Never, ever, ever replace only 1 of your batteries at a time.



maelawncare;807702 said:


> Yea but what kind of odyssey? They seem to have 100 different kinds.


Call the factory, they can help.


----------



## Triple L

I like the ones that keep a charge


----------



## Brad3403

Mark Oomkes;807776 said:


> Never, ever, ever replace only 1 of your batteries at a time.
> 
> Call the factory, they can help.


I agree...it's only as strong as you're weakest link.


----------



## Dissociative

Chrisxl64;807467 said:


> I'll also recommend DEKA, they are used in our firetrucks at work and seem to work excellent. And nothing compares to the strobe load of a firetruck.

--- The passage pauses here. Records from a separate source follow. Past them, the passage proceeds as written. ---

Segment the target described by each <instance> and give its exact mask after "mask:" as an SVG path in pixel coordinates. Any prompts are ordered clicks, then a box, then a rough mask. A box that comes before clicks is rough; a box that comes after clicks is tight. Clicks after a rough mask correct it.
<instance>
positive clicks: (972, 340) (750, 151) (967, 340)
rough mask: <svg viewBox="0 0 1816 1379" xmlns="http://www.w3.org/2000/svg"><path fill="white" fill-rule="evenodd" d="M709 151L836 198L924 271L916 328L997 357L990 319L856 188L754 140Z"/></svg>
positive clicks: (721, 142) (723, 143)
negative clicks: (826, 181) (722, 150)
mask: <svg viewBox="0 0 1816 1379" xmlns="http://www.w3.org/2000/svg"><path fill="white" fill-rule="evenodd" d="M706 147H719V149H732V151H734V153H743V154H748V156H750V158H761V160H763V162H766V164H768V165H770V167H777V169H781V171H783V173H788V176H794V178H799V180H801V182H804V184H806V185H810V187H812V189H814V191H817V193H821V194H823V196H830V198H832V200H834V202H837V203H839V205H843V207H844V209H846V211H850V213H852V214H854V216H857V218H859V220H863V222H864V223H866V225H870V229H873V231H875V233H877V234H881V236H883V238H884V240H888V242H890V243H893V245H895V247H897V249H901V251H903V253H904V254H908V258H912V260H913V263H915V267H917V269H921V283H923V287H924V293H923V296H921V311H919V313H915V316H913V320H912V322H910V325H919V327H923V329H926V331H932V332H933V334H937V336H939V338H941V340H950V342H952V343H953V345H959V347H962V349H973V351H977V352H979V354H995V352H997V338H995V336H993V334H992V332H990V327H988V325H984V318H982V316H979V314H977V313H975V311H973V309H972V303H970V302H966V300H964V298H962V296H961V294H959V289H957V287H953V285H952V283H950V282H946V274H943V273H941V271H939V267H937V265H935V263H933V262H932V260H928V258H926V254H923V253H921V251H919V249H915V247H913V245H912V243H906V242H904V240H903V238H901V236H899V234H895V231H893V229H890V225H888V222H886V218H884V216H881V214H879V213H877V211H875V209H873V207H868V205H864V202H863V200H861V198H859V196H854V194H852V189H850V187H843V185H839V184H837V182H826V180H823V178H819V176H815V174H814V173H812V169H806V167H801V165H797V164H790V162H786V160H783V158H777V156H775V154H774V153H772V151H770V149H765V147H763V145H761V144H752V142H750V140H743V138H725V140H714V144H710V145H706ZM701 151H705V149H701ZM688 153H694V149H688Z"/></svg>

i second the deka....but i am interested in the ones posted.


----------



## bigbadbrad

there is nothing wrong with replacing only one battery at at time if the other battery(ies) test good. I know some of you are going to disagree, well you can spend the extra money if you want to, but i dont like replaceing items that are not bad


----------



## jerryh22a1

Just wondering how the oddessey battery is holding up?


----------



## gartj

Yeah I was kind of wanting an update also. I've been reading up on the Odyssey and Northstar AGMs. My mind right now is liking the Northstar because of the full 5yr replacement compared to Odysseys 4yr. I'm running 2 Interstates and while they've been good I don't ever seem to get the life out of them (3-4yrs) as I'd like.


----------



## JCByrd24

Last I knew (4 years ago) there was very strong evidence that Sears Diehard Platinum batteries where made by Odyssey and they are AGM type batteries. I got one for $200 at the time and it solved my low voltage issues on my 06 Silverado 1500 (voltage drop during plow cycle low enough to trigger ABS malfunction indicator). Apparently the GM computer controlled charging system is designed for highway fuel mileage and isn't charging full time and doesn't react quick enough to the plow motor so you need a real good battery to absorb the current draw until the charging system kicks in. I only drive my truck around once per week and this behavior along with plowing hasn't phased the DH platinum.


----------